I love the joy of discovering a book so good that I can’t seem to put it down, while at the same time wishing that it didn’t have to end. On the good writing days that is what my stories feel like to me. If I could share my creations, and make someone feel the same way I do, I would feel I’ve given something back.
That part of my journey was to begin with getting critiques of my work, as well as learning to critique other writers. I’m getting quite comfortable with the latter, but as far as getting my own work critiqued, I have stalled after one submission. I’m up to my elbows in revision I told myself; I have no time for line editing what might be cut in block revision anyway.
The other day, however, I received an email in my Inbox.
‘Your story has been critiqued.’
What? Story? There must be some mistake.
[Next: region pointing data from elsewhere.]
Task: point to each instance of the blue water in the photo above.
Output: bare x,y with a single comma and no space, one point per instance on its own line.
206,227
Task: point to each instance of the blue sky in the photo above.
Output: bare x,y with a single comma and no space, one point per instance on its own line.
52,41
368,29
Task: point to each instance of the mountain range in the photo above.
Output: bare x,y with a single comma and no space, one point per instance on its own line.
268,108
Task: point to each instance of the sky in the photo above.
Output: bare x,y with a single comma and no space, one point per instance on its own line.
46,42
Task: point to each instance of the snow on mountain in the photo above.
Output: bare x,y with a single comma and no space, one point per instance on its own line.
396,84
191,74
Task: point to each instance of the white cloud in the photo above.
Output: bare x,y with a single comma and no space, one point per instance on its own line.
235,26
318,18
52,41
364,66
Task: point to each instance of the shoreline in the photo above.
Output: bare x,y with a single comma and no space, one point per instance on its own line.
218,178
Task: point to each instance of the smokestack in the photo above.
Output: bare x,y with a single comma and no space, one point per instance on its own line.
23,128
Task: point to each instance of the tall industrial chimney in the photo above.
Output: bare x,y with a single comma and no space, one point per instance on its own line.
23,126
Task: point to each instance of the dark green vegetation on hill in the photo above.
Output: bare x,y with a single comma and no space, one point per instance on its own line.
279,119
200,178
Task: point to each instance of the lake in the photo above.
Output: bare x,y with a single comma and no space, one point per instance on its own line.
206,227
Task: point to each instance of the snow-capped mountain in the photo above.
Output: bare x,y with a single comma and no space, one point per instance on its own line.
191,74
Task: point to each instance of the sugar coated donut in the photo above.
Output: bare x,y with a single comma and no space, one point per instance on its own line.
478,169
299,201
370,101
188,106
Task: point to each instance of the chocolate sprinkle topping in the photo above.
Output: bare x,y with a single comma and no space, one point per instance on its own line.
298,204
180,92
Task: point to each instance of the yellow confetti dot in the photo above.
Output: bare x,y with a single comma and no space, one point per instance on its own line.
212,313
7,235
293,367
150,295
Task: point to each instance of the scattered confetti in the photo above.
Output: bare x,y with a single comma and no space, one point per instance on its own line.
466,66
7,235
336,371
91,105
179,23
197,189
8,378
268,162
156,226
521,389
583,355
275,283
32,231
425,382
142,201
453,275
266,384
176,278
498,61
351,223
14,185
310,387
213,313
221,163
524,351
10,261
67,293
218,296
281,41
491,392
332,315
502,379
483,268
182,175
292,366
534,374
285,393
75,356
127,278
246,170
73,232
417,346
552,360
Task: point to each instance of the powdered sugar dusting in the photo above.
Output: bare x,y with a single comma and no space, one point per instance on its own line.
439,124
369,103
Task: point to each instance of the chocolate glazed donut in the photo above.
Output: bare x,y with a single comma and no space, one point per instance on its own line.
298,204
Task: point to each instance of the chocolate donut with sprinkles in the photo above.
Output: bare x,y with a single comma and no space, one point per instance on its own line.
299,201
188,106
I haven’t submitted any stories.
But there it was, a heartfelt, in-depth, inspiring critique from a writer whose soon to be published novel I’d had the pleasure of critiquing. Ivan Borodin, whose novel ‘Pandora 2011: Accounts of the Cursed Shopping Mall’ is due out this fall, had taken it upon himself to look at my sole submission and provide insight into a story I had all but forgotten.
Having rediscovered the value of an excellent critique, I used his and the other fine critics’ suggestions to complete my first revision of this chapter. I posted the revised version for the world to see, and I plan to start preparing other short submissions.
Really, I will. Even though I will probably forever remain among the six percent of writers most comfortable stuffing their manuscripts in a drawer.